KDD. 2016 Aug;2016:855-864. doi: 10.1145/2939672.2939754.
Prediction tasks over nodes and edges in networks require careful effort in engineering features used by learning algorithms. Recent research in the broader field of representation learning has led to significant progress in automating prediction by learning the features themselves. However, present feature learning approaches are not expressive enough to capture the diversity of connectivity patterns observed in networks. Here we propose , an algorithmic framework for learning continuous feature representations for nodes in networks. In , we learn a mapping of nodes to a low-dimensional space of features that maximizes the likelihood of preserving network neighborhoods of nodes. We define a flexible notion of a node's network neighborhood and design a biased random walk procedure, which efficiently explores diverse neighborhoods. Our algorithm generalizes prior work which is based on rigid notions of network neighborhoods, and we argue that the added flexibility in exploring neighborhoods is the key to learning richer representations. We demonstrate the efficacy of over existing state-of-the-art techniques on multi-label classification and link prediction in several real-world networks from diverse domains. Taken together, our work represents a new way for efficiently learning state-of-the-art task-independent representations in complex networks.

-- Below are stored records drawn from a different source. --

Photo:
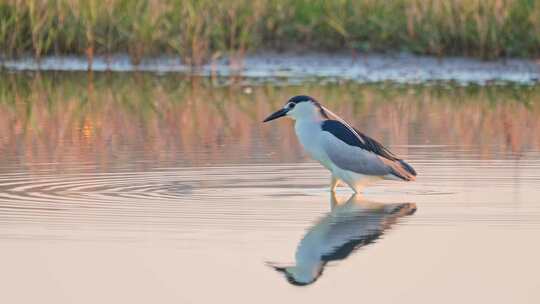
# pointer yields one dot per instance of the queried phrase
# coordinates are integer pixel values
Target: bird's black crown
(301, 98)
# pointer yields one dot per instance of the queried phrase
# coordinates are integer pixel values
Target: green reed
(199, 30)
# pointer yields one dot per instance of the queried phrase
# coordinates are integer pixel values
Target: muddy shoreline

网络中节点和边的预测任务需要在设计学习算法所使用的特征时付出精心的努力。在表示学习这一更广泛领域的最新研究,通过学习特征本身在自动化预测方面取得了显著进展。然而,目前的特征学习方法在表达能力上还不足以捕捉网络中观察到的连接模式的多样性。在此,我们提出了一种用于学习网络中节点的连续特征表示的算法框架。在该框架中,我们学习节点到低维特征空间的映射,以最大化保留节点网络邻域的可能性。我们定义了节点网络邻域的灵活概念,并设计了一种有偏随机游走过程,该过程能有效地探索不同的邻域。我们的算法推广了基于网络邻域严格概念的先前工作,并且我们认为在探索邻域时增加的灵活性是学习更丰富表示的关键。我们在来自不同领域的几个真实世界网络中的多标签分类和链接预测任务上,证明了该算法框架相较于现有最先进技术的有效性。总体而言,我们的工作代表了一种在复杂网络中高效学习最先进的与任务无关表示的新方法。